When we discover the truth no one can take it away from us. It is an interesting fact that the when we break into teams (for or against something or someone) we shut down open minded thinking. Our minds seem to naturally separate us either "for" or "against" and thereby divide us against other teams, people, beliefs etc.
The outcome of such "for" or "against" thinking is that it keeps us from the truth. We see it in religion with all the many different religions pitted against one another. We see it within a particular religion with its many different sects and denominations. We see it within our country through its divided political parties. And we see it within marriages when they end.
I have been afforded enough time in my life to have once been for religion and against religion; for a political party and then another; to have been married then divorced. I'm moving toward another path, one where I don't have to be "for" or "against."

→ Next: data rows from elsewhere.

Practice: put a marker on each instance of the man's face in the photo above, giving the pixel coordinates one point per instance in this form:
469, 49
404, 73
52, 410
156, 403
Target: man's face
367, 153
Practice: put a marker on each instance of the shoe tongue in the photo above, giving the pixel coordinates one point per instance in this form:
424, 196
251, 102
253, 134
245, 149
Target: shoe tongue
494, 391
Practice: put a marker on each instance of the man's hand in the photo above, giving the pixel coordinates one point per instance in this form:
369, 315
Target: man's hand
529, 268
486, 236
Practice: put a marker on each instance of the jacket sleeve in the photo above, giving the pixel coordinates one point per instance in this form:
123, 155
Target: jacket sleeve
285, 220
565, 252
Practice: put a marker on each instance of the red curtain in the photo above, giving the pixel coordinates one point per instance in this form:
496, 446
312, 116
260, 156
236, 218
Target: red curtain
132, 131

I'm simply learning to just be assertive. I share my feelings and thoughts honestly with the hope that the other person will work with me. I don't believe I will change them. I simply hope that the truth will change us both.
I realized long ago that we can never change anyone, we can change only ourselves. I don't strive to be right, I strive to know the truth. I believe the truth helps me live a rational life.
Personal change isn't supernatural and it doesn't depend on another person's actions. Change occurs when we personally discover truth and embrace it.
When we discover the truth no one can take it away from us.
I no longer need to be against this person and neither do I have to be for them. I treat them as honestly as I can with the hope that maybe, just maybe, we can discover that truth is much more rewarding then our own self-serving perceptions.